Diese Clusterbildung ist Chance und Risiko zugleich. Chance, weil jeder Cluster immer auch artverwandte Firmen und Zulieferer anzieht. Risiko, weil die Baisse eines Sektors ausreicht, um die ganze Region in eine Arbeitsplatzkrise zu stürzen.

Stellenabbau sorgte im Sommer 2018 für einen Schock

Wie schnell es gehen kann, zeigte sich im Sommer 2018, als Novartis ankündigte, bis Ende 2022 schweizweit 2150 Arbeitsplätze abzubauen – 700 davon in Stein. Im Gegenzug entstanden allerdings mehrere hundert Arbeitsplätze im Bereich der Zell- und Gentherapie. Weitere kamen in diesem Jahr hinzu, weil Novartis in Stein für Biontech/Pfizer den Coronaimpfstoff abfüllt.

Generell ist das Risiko beim Life-Science-Bereich als nicht allzu hoch einzuschätzen.
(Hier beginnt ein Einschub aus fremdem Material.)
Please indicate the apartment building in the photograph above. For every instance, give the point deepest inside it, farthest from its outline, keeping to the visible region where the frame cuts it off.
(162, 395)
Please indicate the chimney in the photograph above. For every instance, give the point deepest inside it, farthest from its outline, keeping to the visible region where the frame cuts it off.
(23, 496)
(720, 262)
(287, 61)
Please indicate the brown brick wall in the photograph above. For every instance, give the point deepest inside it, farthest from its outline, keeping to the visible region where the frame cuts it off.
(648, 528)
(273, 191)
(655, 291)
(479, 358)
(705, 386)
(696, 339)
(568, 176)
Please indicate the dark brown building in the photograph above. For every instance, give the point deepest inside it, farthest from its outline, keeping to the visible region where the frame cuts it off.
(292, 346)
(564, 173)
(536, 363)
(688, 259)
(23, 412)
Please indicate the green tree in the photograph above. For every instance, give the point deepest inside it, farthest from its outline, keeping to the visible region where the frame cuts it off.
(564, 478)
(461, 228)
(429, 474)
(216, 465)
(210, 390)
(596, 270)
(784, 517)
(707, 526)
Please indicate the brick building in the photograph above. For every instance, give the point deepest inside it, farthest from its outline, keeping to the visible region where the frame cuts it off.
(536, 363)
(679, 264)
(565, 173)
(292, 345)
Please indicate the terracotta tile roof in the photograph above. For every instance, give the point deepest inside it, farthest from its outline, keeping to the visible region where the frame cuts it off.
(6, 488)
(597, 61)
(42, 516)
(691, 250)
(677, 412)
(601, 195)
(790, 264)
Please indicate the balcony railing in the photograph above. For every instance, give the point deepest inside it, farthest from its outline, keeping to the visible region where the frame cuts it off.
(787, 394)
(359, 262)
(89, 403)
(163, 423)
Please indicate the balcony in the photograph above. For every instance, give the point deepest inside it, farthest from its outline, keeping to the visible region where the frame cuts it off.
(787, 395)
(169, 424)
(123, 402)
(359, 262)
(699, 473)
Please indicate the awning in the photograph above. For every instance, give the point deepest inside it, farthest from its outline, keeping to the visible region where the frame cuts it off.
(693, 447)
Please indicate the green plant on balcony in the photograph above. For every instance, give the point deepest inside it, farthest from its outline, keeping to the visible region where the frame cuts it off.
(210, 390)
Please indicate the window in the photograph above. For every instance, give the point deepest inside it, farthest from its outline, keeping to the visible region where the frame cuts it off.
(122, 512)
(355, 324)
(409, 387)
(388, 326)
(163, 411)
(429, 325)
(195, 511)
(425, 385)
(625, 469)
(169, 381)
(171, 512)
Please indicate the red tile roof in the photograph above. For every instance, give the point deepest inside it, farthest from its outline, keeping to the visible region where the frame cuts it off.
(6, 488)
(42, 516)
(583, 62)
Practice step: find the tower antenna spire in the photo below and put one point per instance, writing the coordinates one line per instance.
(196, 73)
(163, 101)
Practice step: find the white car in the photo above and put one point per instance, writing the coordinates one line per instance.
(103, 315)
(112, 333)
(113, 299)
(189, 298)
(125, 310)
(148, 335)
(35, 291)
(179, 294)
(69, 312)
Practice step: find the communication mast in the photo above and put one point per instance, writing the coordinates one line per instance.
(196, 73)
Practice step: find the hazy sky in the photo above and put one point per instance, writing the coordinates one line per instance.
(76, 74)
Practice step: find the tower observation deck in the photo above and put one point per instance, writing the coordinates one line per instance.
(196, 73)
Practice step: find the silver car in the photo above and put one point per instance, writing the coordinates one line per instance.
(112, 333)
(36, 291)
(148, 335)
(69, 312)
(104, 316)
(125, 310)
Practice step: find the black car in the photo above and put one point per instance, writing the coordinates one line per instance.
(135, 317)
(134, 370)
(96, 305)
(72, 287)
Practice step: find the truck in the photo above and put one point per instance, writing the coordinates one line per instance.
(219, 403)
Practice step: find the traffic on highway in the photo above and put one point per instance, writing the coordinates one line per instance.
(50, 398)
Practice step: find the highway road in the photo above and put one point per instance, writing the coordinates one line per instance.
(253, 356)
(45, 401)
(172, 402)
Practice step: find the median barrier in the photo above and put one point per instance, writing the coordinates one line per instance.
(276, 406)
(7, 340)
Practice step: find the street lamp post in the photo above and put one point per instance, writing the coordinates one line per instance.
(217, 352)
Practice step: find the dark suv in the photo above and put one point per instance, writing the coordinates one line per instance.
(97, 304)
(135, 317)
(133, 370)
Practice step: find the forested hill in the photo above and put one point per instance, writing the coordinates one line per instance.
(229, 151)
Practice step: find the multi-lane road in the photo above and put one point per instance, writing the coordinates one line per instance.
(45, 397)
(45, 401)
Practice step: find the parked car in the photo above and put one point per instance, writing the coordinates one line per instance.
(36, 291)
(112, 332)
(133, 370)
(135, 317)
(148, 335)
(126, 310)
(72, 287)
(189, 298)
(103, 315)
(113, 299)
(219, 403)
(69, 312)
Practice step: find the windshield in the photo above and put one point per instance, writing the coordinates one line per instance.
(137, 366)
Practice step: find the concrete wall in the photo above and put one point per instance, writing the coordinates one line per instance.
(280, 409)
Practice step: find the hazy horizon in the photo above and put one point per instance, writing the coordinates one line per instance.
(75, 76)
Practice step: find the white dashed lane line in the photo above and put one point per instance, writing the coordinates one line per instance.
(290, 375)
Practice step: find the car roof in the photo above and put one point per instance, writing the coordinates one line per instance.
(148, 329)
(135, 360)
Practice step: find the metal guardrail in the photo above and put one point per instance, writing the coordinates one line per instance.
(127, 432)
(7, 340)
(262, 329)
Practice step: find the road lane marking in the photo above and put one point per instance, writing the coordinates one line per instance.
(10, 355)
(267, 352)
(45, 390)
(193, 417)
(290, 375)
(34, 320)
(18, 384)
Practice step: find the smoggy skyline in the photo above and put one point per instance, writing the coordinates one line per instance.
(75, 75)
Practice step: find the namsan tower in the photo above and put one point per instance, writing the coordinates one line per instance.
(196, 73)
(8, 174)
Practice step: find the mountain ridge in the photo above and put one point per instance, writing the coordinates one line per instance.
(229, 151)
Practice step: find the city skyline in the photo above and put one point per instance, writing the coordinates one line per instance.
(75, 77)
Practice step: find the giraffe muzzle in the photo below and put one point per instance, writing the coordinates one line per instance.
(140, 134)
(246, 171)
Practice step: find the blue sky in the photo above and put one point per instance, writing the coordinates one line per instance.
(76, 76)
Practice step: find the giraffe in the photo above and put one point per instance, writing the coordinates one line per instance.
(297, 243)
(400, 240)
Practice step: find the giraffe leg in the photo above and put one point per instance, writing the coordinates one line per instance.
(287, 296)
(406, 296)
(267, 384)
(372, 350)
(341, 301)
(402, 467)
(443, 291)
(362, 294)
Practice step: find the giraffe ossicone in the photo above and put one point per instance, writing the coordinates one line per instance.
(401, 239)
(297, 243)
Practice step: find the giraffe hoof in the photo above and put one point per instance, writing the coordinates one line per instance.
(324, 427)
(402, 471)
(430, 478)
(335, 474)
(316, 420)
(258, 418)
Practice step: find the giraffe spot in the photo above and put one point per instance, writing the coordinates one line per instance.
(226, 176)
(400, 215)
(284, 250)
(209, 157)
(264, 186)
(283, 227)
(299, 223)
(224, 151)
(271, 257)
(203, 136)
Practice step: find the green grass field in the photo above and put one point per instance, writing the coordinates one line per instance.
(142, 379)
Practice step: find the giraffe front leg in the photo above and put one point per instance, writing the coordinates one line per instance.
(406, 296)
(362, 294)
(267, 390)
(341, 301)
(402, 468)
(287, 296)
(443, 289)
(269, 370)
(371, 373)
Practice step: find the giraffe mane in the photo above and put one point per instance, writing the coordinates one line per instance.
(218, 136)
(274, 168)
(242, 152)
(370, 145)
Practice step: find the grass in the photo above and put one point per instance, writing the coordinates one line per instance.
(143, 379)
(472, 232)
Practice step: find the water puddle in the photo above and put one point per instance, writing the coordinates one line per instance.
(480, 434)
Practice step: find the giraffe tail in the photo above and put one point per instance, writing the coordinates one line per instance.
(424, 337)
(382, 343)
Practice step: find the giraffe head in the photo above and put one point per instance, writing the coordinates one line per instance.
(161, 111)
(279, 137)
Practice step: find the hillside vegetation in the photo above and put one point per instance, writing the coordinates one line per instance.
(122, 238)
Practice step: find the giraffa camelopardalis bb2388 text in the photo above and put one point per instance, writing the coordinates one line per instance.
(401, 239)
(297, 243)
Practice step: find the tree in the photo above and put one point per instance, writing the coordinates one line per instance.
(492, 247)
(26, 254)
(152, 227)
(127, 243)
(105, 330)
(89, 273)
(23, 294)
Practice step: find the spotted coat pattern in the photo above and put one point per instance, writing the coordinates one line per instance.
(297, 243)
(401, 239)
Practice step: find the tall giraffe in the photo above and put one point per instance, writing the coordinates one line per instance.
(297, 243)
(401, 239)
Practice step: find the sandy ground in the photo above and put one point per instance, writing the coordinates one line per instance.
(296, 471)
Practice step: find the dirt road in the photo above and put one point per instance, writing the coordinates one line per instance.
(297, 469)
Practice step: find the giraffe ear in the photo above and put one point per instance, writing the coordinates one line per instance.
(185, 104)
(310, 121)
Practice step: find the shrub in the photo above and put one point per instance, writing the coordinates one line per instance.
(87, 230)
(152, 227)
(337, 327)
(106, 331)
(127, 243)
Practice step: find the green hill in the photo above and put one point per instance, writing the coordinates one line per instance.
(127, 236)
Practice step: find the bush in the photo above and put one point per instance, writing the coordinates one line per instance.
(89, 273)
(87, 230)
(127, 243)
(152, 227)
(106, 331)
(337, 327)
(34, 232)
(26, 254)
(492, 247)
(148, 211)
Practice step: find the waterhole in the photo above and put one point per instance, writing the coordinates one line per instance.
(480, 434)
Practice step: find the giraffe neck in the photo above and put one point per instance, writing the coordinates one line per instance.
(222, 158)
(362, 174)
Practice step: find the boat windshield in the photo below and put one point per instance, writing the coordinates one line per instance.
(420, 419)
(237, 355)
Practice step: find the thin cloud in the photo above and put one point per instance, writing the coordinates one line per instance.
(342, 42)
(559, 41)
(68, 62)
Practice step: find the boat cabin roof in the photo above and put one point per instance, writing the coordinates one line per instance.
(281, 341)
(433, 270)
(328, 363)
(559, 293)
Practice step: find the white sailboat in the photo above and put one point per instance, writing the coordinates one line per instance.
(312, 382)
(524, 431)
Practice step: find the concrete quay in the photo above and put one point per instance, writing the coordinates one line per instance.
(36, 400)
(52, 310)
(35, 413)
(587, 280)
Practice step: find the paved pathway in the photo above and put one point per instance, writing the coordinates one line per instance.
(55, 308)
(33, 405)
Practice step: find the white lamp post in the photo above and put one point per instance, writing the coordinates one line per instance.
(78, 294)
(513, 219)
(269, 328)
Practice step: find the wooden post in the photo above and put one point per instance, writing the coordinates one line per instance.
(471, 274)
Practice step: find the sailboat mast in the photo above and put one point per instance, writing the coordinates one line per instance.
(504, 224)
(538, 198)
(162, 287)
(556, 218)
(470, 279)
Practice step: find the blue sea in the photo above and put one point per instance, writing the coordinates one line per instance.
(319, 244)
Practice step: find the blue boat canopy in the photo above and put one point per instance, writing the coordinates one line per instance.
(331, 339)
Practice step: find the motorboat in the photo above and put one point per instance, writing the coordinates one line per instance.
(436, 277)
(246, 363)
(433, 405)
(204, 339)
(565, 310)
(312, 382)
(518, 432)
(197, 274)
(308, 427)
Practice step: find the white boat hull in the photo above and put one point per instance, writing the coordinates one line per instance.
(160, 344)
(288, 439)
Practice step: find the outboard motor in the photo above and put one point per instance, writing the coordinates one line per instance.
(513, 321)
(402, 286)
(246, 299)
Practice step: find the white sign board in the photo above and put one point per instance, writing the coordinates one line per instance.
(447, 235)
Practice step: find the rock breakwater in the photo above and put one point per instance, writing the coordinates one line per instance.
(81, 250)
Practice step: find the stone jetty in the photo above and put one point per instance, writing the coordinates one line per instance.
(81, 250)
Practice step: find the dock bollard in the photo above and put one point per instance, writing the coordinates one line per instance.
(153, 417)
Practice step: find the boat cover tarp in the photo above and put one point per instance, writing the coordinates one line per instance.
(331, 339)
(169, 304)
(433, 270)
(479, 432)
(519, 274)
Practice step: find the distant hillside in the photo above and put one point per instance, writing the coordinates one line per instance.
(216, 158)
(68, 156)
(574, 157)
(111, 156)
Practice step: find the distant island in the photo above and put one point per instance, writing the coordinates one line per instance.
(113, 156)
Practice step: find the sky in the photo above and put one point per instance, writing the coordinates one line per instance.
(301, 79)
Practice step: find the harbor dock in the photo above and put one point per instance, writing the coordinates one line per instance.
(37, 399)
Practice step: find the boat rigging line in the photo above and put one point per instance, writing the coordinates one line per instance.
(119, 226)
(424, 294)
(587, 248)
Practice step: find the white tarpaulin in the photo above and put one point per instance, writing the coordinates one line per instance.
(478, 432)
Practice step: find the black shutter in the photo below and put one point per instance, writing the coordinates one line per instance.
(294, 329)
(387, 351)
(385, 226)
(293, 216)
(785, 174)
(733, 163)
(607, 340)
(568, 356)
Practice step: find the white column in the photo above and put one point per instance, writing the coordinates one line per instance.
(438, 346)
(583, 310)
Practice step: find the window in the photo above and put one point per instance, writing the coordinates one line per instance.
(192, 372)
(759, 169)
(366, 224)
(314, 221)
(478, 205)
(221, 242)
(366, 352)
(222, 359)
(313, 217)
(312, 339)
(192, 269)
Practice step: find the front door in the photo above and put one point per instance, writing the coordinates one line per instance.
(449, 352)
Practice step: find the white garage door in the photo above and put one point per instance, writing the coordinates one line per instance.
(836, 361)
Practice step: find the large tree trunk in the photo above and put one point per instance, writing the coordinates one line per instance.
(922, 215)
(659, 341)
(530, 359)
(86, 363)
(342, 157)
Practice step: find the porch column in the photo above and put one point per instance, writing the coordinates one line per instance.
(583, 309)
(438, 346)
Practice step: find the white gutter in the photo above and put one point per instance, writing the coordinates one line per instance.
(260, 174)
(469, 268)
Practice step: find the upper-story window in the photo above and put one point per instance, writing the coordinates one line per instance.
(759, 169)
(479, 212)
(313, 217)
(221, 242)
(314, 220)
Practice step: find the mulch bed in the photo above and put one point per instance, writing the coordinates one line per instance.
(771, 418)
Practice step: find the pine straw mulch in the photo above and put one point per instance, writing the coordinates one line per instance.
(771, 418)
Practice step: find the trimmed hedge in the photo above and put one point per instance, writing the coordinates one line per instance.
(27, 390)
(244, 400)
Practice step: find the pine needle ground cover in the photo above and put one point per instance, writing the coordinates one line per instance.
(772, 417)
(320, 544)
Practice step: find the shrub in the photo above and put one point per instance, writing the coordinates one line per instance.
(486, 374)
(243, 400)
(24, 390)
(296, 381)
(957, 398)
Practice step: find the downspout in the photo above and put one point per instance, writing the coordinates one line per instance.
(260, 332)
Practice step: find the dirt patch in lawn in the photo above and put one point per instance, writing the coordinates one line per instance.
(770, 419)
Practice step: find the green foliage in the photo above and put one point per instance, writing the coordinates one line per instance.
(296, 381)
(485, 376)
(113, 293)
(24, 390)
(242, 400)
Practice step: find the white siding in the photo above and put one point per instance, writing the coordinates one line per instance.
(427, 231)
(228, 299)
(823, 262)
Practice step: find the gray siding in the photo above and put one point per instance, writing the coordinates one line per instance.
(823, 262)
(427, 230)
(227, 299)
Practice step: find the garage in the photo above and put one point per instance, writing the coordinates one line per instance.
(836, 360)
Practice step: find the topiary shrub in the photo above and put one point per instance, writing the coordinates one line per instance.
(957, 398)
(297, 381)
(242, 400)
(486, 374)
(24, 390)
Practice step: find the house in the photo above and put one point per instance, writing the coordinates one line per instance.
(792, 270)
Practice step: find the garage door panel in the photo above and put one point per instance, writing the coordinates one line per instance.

Denn zum einen werden die Einwohnerinnen und Einwohner immer älter, zum anderen wachsen auch die Ansprüche stark. Dennoch sollen bei der Weiterentwicklung des Areals, und das macht Sinn, Alternativen geprüft werden. Die Regierung schreibt dazu:

«Im Rahmen der laufenden Gebietsplanung soll zudem überprüft werden, wie auch andere Branchen zu einem gesamthaft zukunftsträchtigen Wirtschaftsstandort beitragen können.»

Unternehmen aus verschiedenen Branchen könnten, so die Regierung, die Stärke eines solchen Gebiets erhöhen und Abhängigkeiten durch eine Verbreiterung der Branchenpalette reduzieren.

Allerdings soll auch eine solche Weitung des Branchenmixes koordiniert erfolgen. Denn eines will die Regierung verhindern – und formuliert es als Risiko, wenn der Kanton das Land nicht kauft: Dass sich wertschöpfungsschwächere Unternehmen mit geringeren Anforderungen an Erschliessungsstand und Umfeld das Land sichern.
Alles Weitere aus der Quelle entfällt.